Se ela entendia? Não, ela não entendia. Ou pelo menos não queria entender. Porque seu marido tinha mesmo que se meter naquela merda por causa do filho de uma mulher que estava morta há quinze anos, sendo que ele era, no presente momento, casado com ela, Sarah, por livre e espontânea vontade.


Aquilo simplesmente não fazia o menor sentido! Suspirou.


Como se qualquer guerra fizesse algum sentido afinal de contas. Como se eles sequer tivessem a chance de fugir dali. Era tudo o que ela mais queria. Mudar dali. Ir para uma tribo africana, que seja! Mudar de identidade, de aparência, mas não ter que viver tudo aquilo.


Mas ela sabia que Severo nunca faria isso e mesmo que fizesse, o Lorde das Trevas os encontraria e mataria antes mesmo que tivessem a chance de dizer “África”.

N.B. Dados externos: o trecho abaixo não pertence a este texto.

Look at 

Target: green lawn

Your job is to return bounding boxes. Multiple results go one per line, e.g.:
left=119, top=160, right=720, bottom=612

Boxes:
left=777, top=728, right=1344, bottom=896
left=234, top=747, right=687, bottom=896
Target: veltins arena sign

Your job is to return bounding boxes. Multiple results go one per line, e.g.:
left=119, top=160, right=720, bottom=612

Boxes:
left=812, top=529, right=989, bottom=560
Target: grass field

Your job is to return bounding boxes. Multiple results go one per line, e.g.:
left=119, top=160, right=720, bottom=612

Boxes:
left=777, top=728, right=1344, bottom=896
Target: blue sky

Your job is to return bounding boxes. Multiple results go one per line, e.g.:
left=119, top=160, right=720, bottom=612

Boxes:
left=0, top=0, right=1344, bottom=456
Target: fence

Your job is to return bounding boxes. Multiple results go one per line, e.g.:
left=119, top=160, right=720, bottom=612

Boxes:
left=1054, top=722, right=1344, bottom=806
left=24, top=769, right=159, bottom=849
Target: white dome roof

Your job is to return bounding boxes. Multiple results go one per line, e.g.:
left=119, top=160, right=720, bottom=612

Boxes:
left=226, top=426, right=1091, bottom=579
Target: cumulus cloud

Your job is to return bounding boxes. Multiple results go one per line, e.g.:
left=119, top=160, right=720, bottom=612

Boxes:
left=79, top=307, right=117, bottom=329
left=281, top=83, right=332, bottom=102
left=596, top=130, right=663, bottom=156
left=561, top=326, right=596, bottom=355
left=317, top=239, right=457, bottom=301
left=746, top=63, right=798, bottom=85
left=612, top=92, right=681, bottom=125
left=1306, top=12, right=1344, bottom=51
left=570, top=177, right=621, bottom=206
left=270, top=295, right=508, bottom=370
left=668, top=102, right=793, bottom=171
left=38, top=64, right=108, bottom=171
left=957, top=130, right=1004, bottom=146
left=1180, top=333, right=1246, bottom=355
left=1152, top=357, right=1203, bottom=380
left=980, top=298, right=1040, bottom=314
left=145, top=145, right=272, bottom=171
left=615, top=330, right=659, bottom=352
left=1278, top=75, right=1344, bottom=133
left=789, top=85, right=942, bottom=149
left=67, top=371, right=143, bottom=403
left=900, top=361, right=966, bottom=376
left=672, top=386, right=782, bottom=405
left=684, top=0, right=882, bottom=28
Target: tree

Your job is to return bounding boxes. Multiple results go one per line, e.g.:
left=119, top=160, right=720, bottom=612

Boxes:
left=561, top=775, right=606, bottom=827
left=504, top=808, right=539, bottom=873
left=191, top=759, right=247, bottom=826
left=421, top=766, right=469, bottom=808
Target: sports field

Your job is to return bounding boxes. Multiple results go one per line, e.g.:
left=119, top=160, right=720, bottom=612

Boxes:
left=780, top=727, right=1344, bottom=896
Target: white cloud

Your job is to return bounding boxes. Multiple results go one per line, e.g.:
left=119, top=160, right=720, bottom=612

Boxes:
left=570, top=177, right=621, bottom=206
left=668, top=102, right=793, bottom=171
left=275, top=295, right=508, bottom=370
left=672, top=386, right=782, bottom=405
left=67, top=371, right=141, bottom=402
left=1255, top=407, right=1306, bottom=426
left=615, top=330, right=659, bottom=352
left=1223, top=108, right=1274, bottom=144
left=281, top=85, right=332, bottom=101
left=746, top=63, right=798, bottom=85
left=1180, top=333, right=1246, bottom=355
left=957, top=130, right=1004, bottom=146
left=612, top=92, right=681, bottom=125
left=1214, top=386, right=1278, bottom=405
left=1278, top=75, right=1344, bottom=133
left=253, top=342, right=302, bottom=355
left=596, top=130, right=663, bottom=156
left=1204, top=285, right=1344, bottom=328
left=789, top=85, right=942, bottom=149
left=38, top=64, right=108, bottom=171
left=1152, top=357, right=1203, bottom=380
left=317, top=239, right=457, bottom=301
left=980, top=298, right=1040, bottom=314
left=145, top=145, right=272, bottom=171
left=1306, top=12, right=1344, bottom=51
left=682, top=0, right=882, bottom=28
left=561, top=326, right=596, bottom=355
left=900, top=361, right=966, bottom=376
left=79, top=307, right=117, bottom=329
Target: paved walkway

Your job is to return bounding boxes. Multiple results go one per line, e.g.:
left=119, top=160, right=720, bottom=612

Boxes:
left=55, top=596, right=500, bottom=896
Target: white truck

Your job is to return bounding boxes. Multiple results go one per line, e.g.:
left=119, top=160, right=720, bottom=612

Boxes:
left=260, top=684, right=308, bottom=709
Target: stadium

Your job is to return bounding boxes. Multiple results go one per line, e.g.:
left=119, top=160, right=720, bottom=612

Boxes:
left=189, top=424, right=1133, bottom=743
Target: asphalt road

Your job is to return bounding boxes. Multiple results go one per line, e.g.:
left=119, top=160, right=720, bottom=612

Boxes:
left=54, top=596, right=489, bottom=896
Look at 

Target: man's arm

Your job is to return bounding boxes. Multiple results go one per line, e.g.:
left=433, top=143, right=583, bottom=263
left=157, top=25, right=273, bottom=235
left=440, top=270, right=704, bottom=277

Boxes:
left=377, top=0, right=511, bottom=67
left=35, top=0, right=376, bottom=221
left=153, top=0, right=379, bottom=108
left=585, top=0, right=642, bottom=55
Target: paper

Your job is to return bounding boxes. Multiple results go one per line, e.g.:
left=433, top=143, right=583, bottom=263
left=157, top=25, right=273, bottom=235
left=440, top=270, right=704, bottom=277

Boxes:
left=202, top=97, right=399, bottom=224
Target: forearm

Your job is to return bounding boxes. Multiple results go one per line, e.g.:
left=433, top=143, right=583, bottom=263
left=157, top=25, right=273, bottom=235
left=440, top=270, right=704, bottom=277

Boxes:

O que não fazia nada daquilo menos frustrante. O que não fazia com que ela não se corroesse de ciúmes, sabendo que principal motivo para seu marido fazer o que estava fazendo, a ser um espião duplo e a arriscar a vida, era o amor eterno que cultivava por uma mulher que o desprezara e já estava morta há tantos anos. Uma mulher que ele talvez amasse muito mais do que a ela, Sarah. O que não era de se espantar a julgar pela reverência com que todos falavam daquela ruiva. Doce, gentil, boa, monitora-chefe certinha... Vaca! Totalmente o oposto de si: loira, geniosa, egoísta, fã de uma boa farra.


Tomou um grande gole da garrafa em sua mão. Como competir com a perfeição? Como competir com um fantasma? Notou que chorava.


Outra coisa que ela vinha fazendo com alarmante freqüência. Chorar. E ela detestava chorar. Mas às vezes simplesmente não podia evitar. Não guardando tantos segredos, vivendo sempre tão tensa.


Bom, mas ela sempre soube que não seria fácil. Não se casou ignorando nada do que estava acontecendo e do que estava por acontecer. Não se casou ignorando o fato de seu marido ter uma marca negra no braço, nem que ele trabalharia como espião duplo, e que ele poderia morrer a qualquer instante. Não se casou ignorando que não poderia contar a ninguém sobre as alegrias e angústias de seu casamento porque isso poderia implicar não apenas na sua morte como a de seus amigos.


Mas não era fácil! Mesmo sabendo de tudo o que estava por acontecer. Ainda lhe doía fundo. Tanto quanto saber que teria que dividir o amor de seu marido para sempre com o fantasma de Lilian Potter.


Mais ou menos nesse ponto de suas divagações, Sarah começou a perder a noção do tempo. Suas pernas foram ficando moles, seu corpo formigava de leve. Já não sentia mais a ardência ou o gosto da bebida que consumia e muito menos notava que o conteúdo da garrafa ia diminuindo cada vez mais rápido. As estrelas que vinha encarando passaram a se embaralhar.


Depois de muito chorar e divagar, sem realmente chegar a nenhuma conclusão a não se de que talvez ela realmente tivesse feito uma pequena tempestade em copo d’água hoje, ela notou que a garrafa estava vazia. Bufando, decidiu que era hora de voltar para seu dormitório, já que teria que acordar cedo no dia seguinte.


                Mas assim que se ergueu sentiu a sala toda rodar. E ficou enjoada. Ficou muito enjoada. Tanto que mal teve tempo de desviar o rosto da mesa. Ainda tentou limpar o chão da sala, mas descobriu que “Evanesco” se tornara um verdadeiro trava-língua. E também descobriu que estava cansada demais para ir embora dali. Simplesmente sentou de volta na carteira e dormiu apoiada em um braço. Enquanto o outro permanecia dependurado, derrubando a garrafa vazia de firewhisky com um barulho relativamente alto, que ela não escutou.